2.10 RNA extraction, purification and qRT-PCR analysis
Eight candidate housekeeping genes (Kumar et al., 2013) were screened to
select an appropriate reference gene for SA and SV. These
eight genes have been reported on Setaria italica (Foxtail
Millet), representing different functional classes and gene families
(Kumar et al., 2013). These genes are: viz., 18S rRNA (18S), elongation
factor-1a (EF-1a), actin2 (Act2), alpha tubulin (Tub α), beta tubulin
(Tub β), translation factor (TLF), RNA polymerase II (RNA POL II),
adenine phosphoribosyl transferase (APRT; Kumar et al., 2013). In a
recent study on Spartina alterniflora , tubulin was used as a
housekeeping gene (Karan and Subudhi, 2012a). Based on the similarity
index between the sequences of each housekeeping gene in SV andSA , we obtained the highest similarity index in Tubulin alpha
(Tub α), which is around 85%. In this study, we therefore selected Tub
as reference gene for qRT-PCR.
Total RNA was extracted from mature leaves using Purelink RNA Mini Kit
(Invitrogen, Carlsbad, CA, USA) according to manufacturer’s
instructions.

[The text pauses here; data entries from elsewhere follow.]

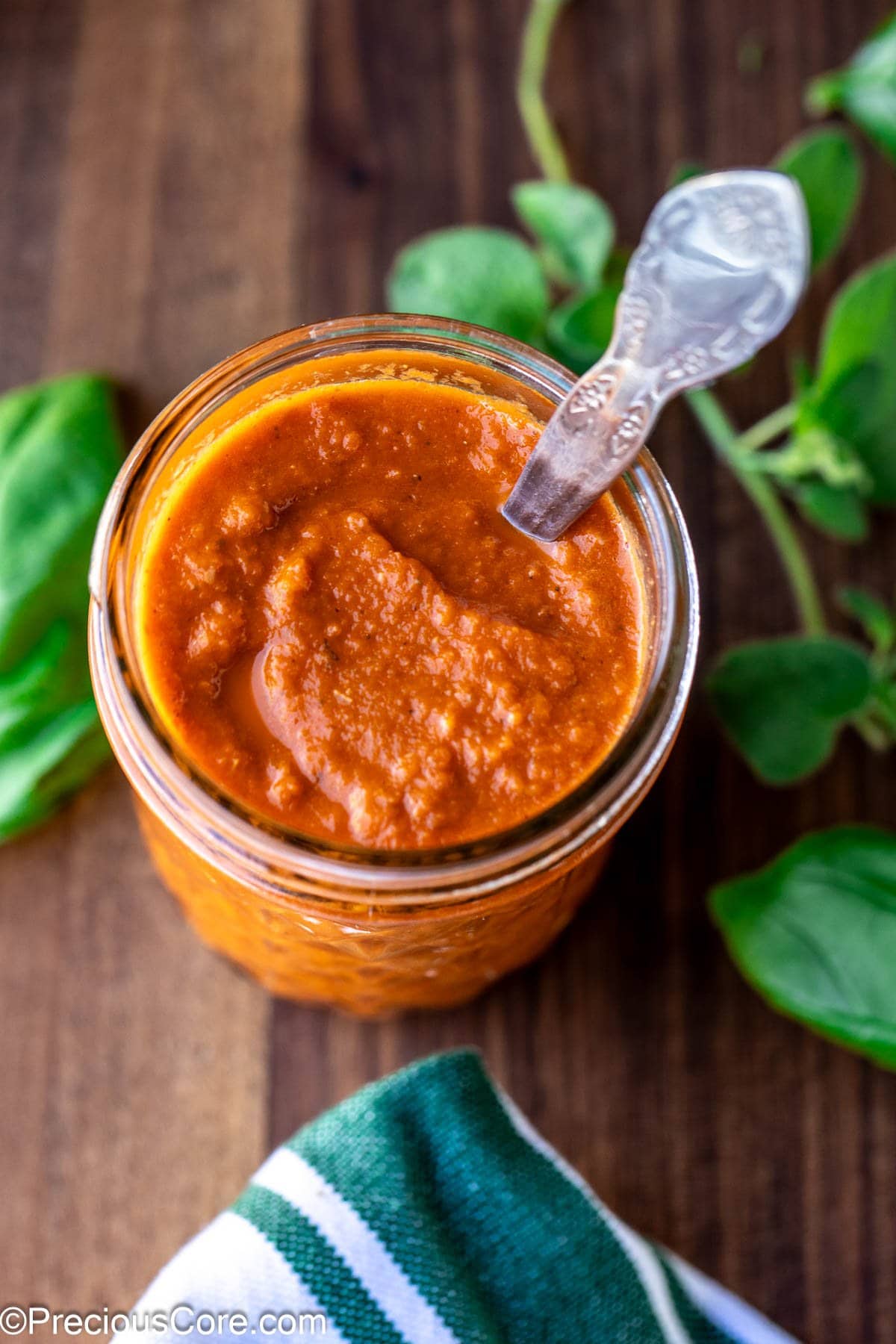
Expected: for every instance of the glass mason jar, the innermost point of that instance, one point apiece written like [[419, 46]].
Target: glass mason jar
[[376, 932]]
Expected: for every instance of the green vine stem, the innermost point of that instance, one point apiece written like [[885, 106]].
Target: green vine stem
[[715, 423], [544, 143], [768, 428], [550, 155]]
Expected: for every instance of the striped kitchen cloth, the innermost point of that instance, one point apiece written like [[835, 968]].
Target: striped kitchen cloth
[[426, 1210]]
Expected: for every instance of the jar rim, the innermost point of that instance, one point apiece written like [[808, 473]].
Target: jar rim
[[205, 816]]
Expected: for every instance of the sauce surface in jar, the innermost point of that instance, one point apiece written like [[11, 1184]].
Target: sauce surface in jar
[[337, 628]]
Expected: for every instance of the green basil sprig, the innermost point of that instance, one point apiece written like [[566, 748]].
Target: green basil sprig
[[60, 452], [815, 934], [865, 89]]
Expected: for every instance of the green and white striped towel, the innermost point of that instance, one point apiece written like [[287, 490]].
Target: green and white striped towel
[[426, 1210]]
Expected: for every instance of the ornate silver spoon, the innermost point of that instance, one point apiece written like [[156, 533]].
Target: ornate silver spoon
[[718, 273]]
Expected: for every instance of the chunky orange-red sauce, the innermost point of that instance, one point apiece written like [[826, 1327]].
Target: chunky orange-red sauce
[[341, 632]]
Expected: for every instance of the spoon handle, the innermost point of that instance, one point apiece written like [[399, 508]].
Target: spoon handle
[[716, 276]]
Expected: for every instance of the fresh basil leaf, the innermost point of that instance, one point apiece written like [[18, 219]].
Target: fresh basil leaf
[[875, 617], [684, 171], [828, 169], [579, 329], [60, 452], [783, 702], [815, 934], [574, 228], [484, 276], [815, 452], [847, 405], [42, 772], [835, 510], [859, 336], [865, 89]]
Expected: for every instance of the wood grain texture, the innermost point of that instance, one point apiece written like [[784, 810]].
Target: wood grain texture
[[181, 178]]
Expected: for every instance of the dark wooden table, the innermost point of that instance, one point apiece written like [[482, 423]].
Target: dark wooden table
[[180, 178]]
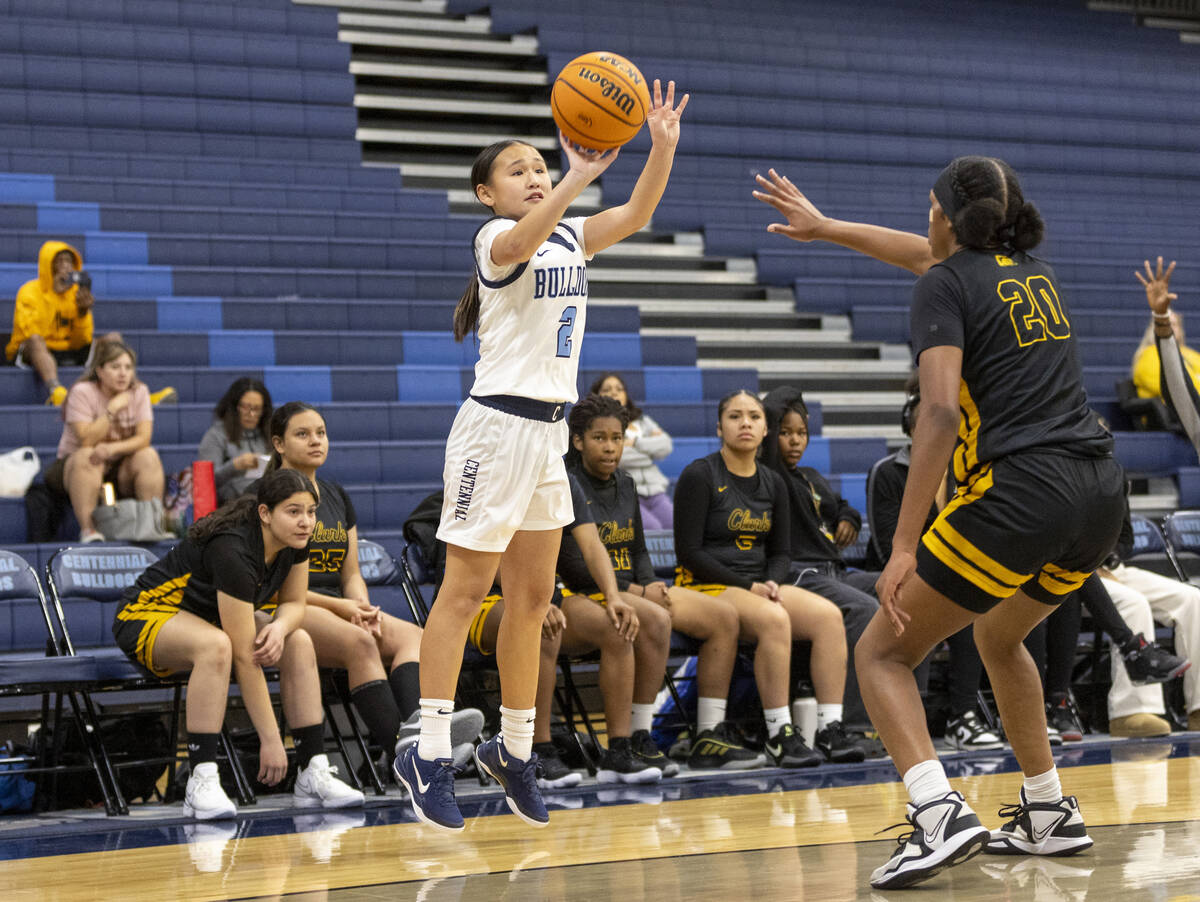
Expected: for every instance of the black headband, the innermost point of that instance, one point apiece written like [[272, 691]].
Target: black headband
[[946, 194]]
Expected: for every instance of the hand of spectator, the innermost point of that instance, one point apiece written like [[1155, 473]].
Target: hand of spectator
[[553, 623], [100, 453], [273, 761], [845, 534], [623, 618], [889, 588], [269, 644], [247, 461], [657, 591], [768, 590], [84, 300], [804, 221], [1157, 284]]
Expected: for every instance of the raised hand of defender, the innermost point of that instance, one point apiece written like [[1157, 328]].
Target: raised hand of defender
[[803, 218], [663, 120], [1157, 284]]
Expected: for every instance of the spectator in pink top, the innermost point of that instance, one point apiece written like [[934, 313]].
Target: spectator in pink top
[[106, 438]]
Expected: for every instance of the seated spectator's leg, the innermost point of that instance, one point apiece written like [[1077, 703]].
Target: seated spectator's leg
[[857, 609], [766, 624], [190, 644], [141, 475], [652, 645], [1177, 603], [714, 621], [83, 480], [1125, 698], [39, 356], [400, 647], [339, 643], [300, 683], [817, 619], [588, 627]]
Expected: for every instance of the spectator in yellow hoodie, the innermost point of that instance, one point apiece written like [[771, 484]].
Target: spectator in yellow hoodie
[[52, 320]]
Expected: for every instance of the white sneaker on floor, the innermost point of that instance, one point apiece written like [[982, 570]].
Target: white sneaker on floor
[[1041, 829], [317, 786], [945, 833], [204, 798]]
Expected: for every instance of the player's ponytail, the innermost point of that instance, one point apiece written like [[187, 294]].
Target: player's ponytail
[[983, 199]]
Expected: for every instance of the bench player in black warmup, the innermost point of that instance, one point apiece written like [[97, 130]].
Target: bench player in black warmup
[[598, 439], [1038, 506], [195, 611]]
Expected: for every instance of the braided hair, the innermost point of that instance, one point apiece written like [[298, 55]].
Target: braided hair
[[983, 199]]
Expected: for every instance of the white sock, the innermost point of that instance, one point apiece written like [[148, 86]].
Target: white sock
[[777, 719], [643, 716], [925, 781], [516, 728], [827, 714], [435, 739], [709, 711], [1044, 787]]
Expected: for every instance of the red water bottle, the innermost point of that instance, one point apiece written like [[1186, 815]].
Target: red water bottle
[[204, 489]]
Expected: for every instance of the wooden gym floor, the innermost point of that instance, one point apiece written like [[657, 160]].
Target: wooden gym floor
[[767, 835]]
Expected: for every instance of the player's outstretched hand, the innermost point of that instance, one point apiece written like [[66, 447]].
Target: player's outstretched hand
[[663, 120], [588, 163], [889, 588], [804, 221], [1157, 284]]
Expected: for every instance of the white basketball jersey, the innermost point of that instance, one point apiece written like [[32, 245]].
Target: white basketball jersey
[[532, 316]]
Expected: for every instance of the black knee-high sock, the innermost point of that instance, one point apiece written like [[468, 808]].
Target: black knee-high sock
[[406, 686], [309, 741], [377, 708], [1104, 613]]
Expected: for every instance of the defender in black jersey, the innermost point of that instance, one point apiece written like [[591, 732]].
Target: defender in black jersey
[[731, 527], [377, 650], [193, 612], [598, 439], [1038, 506]]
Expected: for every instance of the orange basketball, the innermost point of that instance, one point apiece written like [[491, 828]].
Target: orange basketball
[[600, 100]]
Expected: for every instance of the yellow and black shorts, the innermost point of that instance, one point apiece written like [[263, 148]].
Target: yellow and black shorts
[[1035, 521], [475, 633], [137, 624], [684, 579]]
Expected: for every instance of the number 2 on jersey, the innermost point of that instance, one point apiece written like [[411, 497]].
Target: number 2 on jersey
[[565, 326], [1035, 308]]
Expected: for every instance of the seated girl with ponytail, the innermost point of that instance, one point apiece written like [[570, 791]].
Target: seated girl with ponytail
[[377, 650], [598, 442], [195, 612]]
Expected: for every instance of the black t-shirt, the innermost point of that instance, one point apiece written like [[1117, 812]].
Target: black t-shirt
[[191, 573], [732, 530], [613, 506], [330, 539], [1021, 382]]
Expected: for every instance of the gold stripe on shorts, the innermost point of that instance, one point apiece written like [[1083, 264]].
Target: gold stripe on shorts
[[954, 551], [154, 607]]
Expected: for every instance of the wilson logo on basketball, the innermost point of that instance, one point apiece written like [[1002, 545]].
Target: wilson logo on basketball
[[610, 90]]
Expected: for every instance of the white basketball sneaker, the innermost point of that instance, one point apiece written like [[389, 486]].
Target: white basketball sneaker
[[204, 798], [318, 787], [1041, 829], [945, 831]]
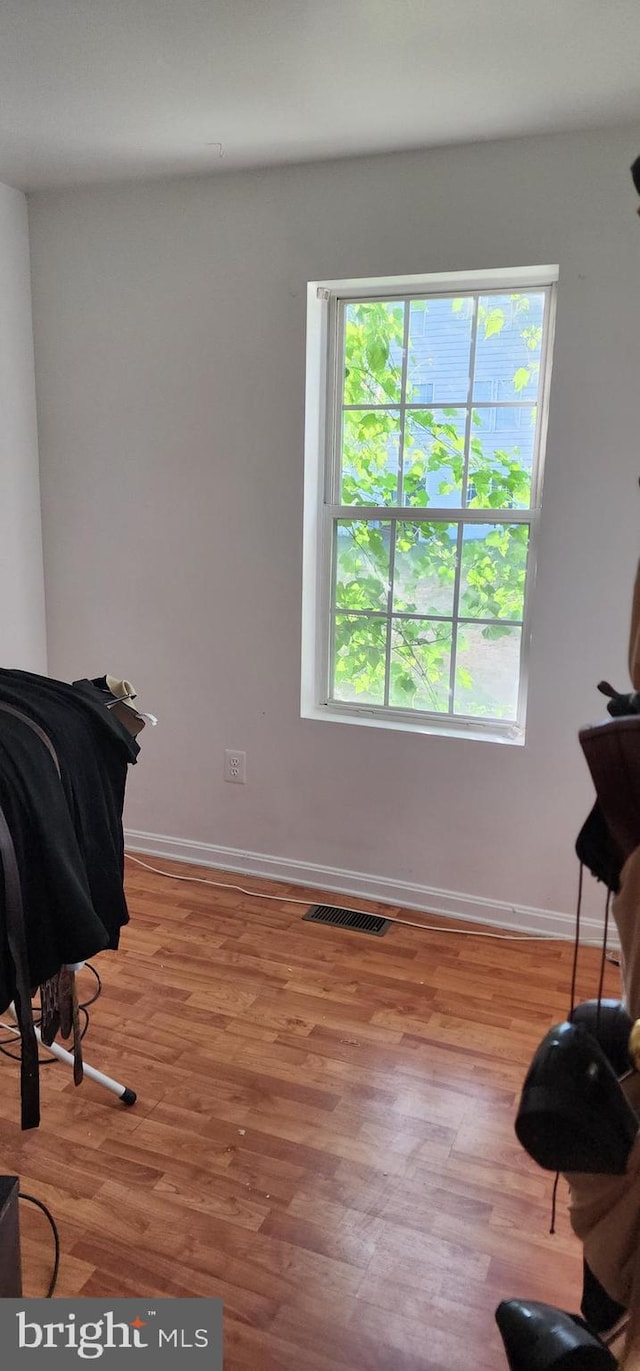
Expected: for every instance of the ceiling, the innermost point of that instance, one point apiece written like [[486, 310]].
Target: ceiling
[[95, 91]]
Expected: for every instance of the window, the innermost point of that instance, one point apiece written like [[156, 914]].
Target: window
[[426, 405]]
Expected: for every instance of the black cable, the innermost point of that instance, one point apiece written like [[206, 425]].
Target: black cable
[[554, 1201], [600, 983], [84, 1008], [56, 1238], [576, 946]]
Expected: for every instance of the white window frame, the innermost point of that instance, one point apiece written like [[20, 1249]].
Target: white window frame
[[322, 401]]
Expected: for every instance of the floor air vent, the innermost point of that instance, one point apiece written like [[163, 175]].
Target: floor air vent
[[348, 919]]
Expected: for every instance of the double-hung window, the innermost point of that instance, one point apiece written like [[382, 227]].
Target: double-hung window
[[426, 414]]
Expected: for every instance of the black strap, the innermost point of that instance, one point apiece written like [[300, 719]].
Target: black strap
[[44, 738], [17, 943]]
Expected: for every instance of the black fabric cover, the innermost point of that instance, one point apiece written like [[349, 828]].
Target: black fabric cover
[[67, 832]]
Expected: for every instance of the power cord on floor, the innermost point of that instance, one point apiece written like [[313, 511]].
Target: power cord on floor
[[56, 1238], [291, 900]]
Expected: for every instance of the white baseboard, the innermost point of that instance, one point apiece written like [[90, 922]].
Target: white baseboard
[[495, 913]]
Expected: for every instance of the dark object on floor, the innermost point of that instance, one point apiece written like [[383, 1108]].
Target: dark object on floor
[[10, 1240], [610, 1026], [537, 1337], [354, 919], [596, 1305], [573, 1113]]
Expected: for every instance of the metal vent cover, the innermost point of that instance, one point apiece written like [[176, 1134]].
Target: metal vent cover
[[354, 919]]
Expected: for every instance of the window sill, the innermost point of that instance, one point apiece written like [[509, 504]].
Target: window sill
[[363, 717]]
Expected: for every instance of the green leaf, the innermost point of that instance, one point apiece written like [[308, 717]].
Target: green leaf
[[377, 354], [494, 322]]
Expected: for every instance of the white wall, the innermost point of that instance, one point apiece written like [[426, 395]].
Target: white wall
[[170, 362], [22, 628]]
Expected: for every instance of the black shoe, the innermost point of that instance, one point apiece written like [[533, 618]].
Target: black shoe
[[573, 1113], [610, 1026], [537, 1337]]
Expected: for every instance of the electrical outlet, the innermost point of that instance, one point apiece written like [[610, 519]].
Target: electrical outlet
[[235, 765]]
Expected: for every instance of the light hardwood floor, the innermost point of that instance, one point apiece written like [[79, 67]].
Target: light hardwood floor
[[324, 1131]]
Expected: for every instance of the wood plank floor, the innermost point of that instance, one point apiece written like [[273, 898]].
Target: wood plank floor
[[324, 1131]]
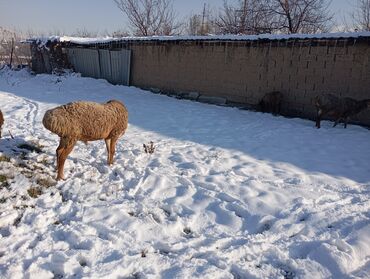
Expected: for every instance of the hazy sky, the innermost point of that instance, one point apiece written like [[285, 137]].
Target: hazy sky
[[67, 16]]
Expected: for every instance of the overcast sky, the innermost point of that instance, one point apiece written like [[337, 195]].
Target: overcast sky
[[67, 16]]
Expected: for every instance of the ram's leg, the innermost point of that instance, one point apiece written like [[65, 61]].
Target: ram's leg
[[318, 118], [346, 121], [107, 144], [65, 147], [336, 122], [112, 149]]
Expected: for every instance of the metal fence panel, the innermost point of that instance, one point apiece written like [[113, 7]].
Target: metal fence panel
[[105, 65], [85, 61], [120, 62]]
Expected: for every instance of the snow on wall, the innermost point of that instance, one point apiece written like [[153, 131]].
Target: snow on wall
[[78, 40]]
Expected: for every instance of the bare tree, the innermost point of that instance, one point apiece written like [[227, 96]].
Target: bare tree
[[300, 16], [245, 17], [202, 24], [12, 50], [361, 16], [150, 17]]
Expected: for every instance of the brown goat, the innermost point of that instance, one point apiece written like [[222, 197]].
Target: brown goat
[[86, 121], [271, 102], [339, 108], [1, 122]]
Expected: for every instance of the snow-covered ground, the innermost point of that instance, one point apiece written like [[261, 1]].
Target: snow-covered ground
[[227, 193]]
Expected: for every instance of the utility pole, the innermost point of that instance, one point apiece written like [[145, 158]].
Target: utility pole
[[202, 32], [11, 53]]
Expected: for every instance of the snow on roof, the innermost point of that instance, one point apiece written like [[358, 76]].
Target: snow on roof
[[87, 41]]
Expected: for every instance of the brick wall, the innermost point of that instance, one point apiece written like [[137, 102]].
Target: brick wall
[[243, 71]]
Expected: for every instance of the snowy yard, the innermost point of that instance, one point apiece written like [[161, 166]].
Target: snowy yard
[[227, 193]]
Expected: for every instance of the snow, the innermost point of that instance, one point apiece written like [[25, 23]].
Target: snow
[[227, 193], [86, 41]]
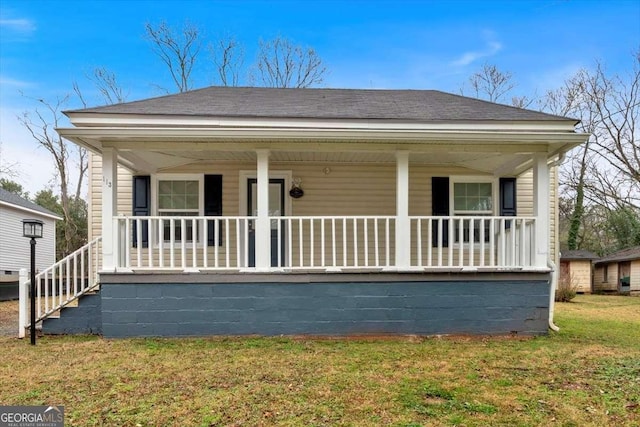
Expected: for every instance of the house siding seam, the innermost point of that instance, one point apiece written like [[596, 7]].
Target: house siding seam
[[423, 308]]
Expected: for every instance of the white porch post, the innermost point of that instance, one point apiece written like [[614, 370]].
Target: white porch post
[[541, 209], [263, 227], [403, 225], [109, 208]]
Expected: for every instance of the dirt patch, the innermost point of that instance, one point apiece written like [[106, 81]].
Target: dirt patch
[[8, 318]]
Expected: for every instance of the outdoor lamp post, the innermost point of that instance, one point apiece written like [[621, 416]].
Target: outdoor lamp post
[[32, 228]]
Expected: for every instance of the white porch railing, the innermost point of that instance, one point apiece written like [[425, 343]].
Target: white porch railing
[[62, 283], [473, 242], [324, 243]]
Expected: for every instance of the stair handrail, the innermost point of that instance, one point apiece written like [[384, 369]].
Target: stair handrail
[[60, 274]]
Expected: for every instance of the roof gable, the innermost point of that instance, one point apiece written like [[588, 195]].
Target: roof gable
[[628, 254], [351, 104], [578, 255]]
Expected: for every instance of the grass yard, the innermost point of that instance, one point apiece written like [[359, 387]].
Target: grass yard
[[587, 374]]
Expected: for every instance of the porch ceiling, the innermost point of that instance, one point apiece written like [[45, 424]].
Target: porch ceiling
[[159, 161], [484, 151]]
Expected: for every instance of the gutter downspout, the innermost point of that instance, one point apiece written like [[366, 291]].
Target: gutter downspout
[[554, 274], [552, 294]]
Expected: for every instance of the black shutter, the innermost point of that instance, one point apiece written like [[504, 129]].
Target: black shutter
[[507, 198], [440, 207], [141, 207], [213, 205]]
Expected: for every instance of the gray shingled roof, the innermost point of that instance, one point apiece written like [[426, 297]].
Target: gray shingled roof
[[628, 254], [405, 105], [14, 199], [578, 255]]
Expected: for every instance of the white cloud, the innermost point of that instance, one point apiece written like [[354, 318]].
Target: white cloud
[[467, 58], [23, 26]]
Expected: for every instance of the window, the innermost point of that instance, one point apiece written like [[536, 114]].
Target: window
[[472, 199], [179, 197]]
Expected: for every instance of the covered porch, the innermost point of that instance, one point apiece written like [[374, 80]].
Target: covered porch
[[323, 211], [471, 225]]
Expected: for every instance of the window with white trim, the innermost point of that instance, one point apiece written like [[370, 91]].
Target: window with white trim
[[472, 199], [179, 197]]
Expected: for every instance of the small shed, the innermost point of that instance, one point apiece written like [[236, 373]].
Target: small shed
[[619, 271], [576, 267], [14, 248]]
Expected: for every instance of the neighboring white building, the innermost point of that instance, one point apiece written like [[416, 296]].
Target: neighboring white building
[[15, 249]]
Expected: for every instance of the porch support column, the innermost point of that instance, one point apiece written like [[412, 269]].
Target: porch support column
[[263, 227], [403, 225], [541, 209], [109, 208]]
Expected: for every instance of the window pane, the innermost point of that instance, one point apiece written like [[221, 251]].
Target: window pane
[[164, 187], [164, 202], [473, 196], [192, 201], [191, 187], [178, 187], [485, 190]]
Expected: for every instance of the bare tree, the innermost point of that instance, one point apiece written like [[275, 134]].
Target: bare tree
[[41, 124], [107, 84], [490, 83], [603, 175], [228, 57], [7, 169], [282, 64], [178, 50]]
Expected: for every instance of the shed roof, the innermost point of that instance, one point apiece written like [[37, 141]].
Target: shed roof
[[10, 198], [628, 254], [577, 255], [254, 102]]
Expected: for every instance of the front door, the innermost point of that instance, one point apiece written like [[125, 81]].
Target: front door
[[276, 208], [624, 276]]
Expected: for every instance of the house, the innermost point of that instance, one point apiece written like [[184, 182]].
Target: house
[[15, 250], [619, 272], [321, 211], [576, 269]]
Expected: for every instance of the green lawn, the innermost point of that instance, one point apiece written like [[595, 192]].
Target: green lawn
[[587, 374]]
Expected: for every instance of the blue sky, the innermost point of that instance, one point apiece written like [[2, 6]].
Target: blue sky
[[47, 45]]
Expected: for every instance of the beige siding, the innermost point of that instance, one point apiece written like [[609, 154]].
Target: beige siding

Concentration of each RNA sample was measured using
NanoDrop 2000 spectrophotometer (NanoDrop Technologies). Leaves were
sampled from both species and total RNA was extracted using TRIzol Plus
RNA Purification kit (Invitrogen Life Technologies, http://
www.invitrogen.com). One microgram (1 μg) of total RNA was used to
synthesize first strand cDNA with SuperScript VILO cDNA Synthesis Kit
(Invitrogen Life Technologies, http://www. invitrogen.com). Quantitative
real-time PCR was performed using SYBR Green PCR Master Mix (Applied
Biosystems, USA) with the fist strand cDNA as a template on a Real-Time
PCR System (ABI StepOnePlus, Applied Biosystems lco., USA), with the
following cycling parameters: 95°C for 10 s, 55°C for 20 s, and 72°C for
20 s. Primers for qRT-PCR were designed using Primer-Blast of the
National Center for Biotechnology Information website (NCBI;
https://www.ncbi.nlm.nih.gov). The primers for PTOX and
Tubulin-alpha used for qPCR analysis were listed in Table S2. Relative
expression of gene against housekeeping gene tubulin-alpha was
calculated as: 2−ΔΔCT (ΔCT = CT, gene of interest−CT,
Tubulin-alpha), as described by Livak & Schmittgen (2001). Six complete
biological and technical replicates were determined for the analysis.